意味 血漿中のP-tau217はアルツハイマー病と他の神経変性疾患を識別することができたが,今後,非選択的で多様な集団における知見を検証し,アッセイを最適化し,臨床医療におけるその潜在的な役割を決定するためには,さらなる研究が必要である。
抄録
重要性 現在のアルツハイマー病(AD)の診断検査アプローチには限界がある。
目的
血漿中のスレオニン217リン酸化タウ(P-tau217)をADの診断バイオマーカーとして検討する。
デザイン、設定、および参加者
3つの横断的コホート。アリゾナ州を拠点とする神経病理学コホート(コホート1)で、ADを有する34人の参加者とADを有さない47人の参加者を含む(登録日、2007年5月~2019年1月);スウェーデンのBioFINDER-2コホート(コホート2)で、認知障害のない参加者(n = 301)と軽度認知障害(MCI)(n = 178)、AD認知症(n = 121)、その他の神経変性疾患(n = 99)を臨床的に診断された患者を含む(2017年4月~2019年9月)。
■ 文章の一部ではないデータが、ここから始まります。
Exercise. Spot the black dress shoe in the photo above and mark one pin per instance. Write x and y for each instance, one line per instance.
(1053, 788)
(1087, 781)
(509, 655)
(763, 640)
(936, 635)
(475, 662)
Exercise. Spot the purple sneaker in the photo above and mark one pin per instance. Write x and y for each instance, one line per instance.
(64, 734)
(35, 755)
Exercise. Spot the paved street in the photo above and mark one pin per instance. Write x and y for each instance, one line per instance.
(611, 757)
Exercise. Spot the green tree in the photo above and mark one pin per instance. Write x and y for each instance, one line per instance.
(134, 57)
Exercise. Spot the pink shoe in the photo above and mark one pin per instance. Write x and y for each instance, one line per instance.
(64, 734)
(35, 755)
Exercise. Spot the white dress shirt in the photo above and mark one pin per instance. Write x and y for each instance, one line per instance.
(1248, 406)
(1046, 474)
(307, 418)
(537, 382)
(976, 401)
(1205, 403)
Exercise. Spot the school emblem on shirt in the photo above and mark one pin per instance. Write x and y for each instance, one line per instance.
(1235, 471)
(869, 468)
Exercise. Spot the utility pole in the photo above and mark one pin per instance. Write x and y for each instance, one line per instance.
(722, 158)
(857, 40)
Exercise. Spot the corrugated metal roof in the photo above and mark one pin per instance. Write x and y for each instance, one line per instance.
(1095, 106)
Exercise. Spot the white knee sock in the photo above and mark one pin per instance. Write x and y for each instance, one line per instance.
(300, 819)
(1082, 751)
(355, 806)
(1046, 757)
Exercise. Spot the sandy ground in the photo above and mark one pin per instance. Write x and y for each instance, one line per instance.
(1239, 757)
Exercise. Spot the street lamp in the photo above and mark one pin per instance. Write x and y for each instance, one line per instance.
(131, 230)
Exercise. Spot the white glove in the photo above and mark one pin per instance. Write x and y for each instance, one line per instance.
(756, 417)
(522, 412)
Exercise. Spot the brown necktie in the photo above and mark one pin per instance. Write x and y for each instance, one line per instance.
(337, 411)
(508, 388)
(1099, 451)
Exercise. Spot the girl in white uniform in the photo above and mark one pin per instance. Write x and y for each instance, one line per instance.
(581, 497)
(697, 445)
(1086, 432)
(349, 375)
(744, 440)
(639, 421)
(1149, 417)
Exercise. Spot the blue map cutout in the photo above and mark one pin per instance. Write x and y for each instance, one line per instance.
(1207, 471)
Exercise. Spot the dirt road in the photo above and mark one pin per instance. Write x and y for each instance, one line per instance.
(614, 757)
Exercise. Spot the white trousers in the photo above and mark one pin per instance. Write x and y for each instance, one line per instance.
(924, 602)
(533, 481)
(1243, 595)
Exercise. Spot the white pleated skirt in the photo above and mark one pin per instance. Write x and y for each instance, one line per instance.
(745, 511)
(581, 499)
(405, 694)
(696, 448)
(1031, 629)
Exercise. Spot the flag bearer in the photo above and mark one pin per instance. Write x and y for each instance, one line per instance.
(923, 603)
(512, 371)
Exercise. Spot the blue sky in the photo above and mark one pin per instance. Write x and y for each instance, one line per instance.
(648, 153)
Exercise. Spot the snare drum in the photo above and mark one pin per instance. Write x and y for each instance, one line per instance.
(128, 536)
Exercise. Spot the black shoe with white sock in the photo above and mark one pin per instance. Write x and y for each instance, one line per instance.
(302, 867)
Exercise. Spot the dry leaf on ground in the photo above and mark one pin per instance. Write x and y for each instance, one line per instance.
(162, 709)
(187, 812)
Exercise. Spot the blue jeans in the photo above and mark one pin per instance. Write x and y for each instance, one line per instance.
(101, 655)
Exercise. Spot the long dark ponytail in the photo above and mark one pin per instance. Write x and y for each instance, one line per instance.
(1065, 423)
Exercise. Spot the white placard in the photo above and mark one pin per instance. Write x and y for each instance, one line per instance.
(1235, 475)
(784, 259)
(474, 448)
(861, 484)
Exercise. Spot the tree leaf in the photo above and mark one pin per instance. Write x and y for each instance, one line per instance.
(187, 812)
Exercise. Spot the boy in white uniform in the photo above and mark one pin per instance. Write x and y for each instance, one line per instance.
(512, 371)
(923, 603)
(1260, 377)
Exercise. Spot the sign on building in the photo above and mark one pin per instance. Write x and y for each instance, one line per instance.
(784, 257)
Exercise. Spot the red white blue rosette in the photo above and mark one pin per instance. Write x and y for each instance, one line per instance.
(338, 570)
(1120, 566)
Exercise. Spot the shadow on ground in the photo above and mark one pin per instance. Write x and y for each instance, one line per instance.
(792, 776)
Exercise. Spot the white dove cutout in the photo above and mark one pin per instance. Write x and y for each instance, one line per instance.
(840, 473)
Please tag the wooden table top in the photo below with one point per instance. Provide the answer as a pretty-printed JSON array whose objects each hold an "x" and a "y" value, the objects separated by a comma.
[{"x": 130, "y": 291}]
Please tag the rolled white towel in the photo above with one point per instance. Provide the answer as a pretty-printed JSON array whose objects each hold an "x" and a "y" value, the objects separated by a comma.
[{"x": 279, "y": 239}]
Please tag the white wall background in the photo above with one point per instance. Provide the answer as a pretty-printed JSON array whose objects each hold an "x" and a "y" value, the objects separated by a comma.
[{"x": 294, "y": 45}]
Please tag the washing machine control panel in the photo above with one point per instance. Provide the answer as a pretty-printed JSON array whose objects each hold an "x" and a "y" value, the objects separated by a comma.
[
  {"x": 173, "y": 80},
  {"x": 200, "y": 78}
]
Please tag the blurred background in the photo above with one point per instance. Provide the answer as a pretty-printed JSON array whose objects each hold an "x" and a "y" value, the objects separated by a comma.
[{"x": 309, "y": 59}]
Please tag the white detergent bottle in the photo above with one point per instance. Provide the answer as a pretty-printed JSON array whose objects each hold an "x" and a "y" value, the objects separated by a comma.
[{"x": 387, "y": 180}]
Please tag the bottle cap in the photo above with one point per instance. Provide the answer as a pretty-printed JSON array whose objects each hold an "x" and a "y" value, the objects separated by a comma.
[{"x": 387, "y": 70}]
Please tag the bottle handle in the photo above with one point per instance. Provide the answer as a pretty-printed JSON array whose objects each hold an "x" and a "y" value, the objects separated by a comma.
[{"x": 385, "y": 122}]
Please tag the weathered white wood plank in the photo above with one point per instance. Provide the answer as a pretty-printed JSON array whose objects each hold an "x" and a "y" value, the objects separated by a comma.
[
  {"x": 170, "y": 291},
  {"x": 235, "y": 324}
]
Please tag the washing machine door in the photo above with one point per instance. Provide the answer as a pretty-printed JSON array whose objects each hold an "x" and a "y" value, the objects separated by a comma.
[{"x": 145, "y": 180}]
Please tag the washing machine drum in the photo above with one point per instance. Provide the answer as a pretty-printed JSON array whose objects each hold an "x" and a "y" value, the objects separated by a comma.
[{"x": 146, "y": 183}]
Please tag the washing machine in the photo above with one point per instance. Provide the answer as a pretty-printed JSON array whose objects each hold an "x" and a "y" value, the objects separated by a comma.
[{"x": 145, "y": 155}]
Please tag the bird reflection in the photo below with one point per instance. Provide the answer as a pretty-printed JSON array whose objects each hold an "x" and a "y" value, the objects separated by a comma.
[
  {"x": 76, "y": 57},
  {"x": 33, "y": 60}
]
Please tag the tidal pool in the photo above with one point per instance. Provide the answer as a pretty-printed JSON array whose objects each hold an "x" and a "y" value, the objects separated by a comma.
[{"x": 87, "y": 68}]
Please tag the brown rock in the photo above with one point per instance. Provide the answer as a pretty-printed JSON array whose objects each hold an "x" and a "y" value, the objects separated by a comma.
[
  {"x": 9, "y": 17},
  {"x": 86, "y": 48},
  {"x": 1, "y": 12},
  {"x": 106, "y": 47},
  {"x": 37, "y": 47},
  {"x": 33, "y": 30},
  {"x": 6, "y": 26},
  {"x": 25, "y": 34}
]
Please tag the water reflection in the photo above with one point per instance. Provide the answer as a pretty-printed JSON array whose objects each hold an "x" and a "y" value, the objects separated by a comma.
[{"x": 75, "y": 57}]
およびPSEN1 E280A変異キャリア365人および257人の変異非キャリアを含むコロンビアの常染色体優勢AD親族(コホート3)(2013年12月~2017年2月)
エクスポージャー
血漿P-tau217
主なアウトカムと測定
一次アウトカムは、血漿P-tau217のADに対する識別精度(臨床診断または神経病理学的診断)であった。副次的転帰は、タウ病理学(神経病理学またはポジトロン断層撮影法[PET]を用いて決定)との関連性であった。
結果
平均年齢は、コホート1で83.5歳(SD、8.5歳)、コホート2で69.1歳(SD、10.3歳)、コホート3で35.8歳(SD、10.7歳)であり、コホート1では38%が女性、コホート2では51%、コホート3では57%が女性であった。コホート1では、死亡前の血漿P-tau217は、血漿P-tau181およびニューロフィラメント軽鎖(NfL)よりも有意に高い精度で、神経病理学的に定義されたADと非ADとを鑑別した(曲線下面積[AUC]、0.89[95%CI、0.81-0.97])(AUC範囲、0.50-0.72;P < 0.05)。コホート2における血漿P-tau217の臨床的AD認知症対他の神経変性疾患の識別精度(AUC、0.96[95%CI、0.93-0.98])は、血漿P-tau181、血漿NfL、MRI測定値よりも有意に高かった(AUC範囲、0.50-0.81;P < 0.05)。 50-0.81;P<0.001)と比較して有意差はなかったが、脳脊髄液(CSF)P-tau217、CSF P-tau181、およびtau-PETと比較して有意差はなかった(AUC範囲、0.90-0.99;P>0.15)。コホート3では、PSEN1変異キャリアの血漿P-tau217レベルは、非キャリアと比較して、変異キャリアのMCI発症の推定20年前である約25歳以上から有意に高かった。血漿中P-tau217レベルは、コホート1ではβアミロイドプラーク (Spearman ρ = 0.64; P < .001)を有する参加者ではtau tanglesと相関したが、βアミロイドプラーク(スピアマンρ=0.15;P=0.33)を有しない参加者では相関しなかった。コホート2では、血漿P-tau217は、血漿P-tau181、血漿NfL、CSF P-tau181、CSF Aβ42:Aβ40比、およびMRI測定(AUC範囲、0.93[95%CI、0.91-0.96])よりも有意に高い精度で、異常対正常のタウ-PETスキャンを弁別した(AUC範囲、0.93[95%CI、0.91-0.96])。 67~0.90;P<0.05)であったが、CSF P-tau217と比較して性能に有意差はなかった(AUC、0.96;P=0.22)。
結論と関連性
3つのコホートから選ばれた1402人の参加者の中で、血漿P-tau217は、確立された血漿およびMRIベースのバイオマーカーよりも有意に高い精度でADを他の神経変性疾患から識別し、その性能は主要なCSFまたはPETベースの測定値と有意な差はなかった。本試験法を最適化し、選択されていない多様な集団での結果を検証し、臨床治療における本試験法の潜在的な役割を決定するためには、さらなる研究が必要である。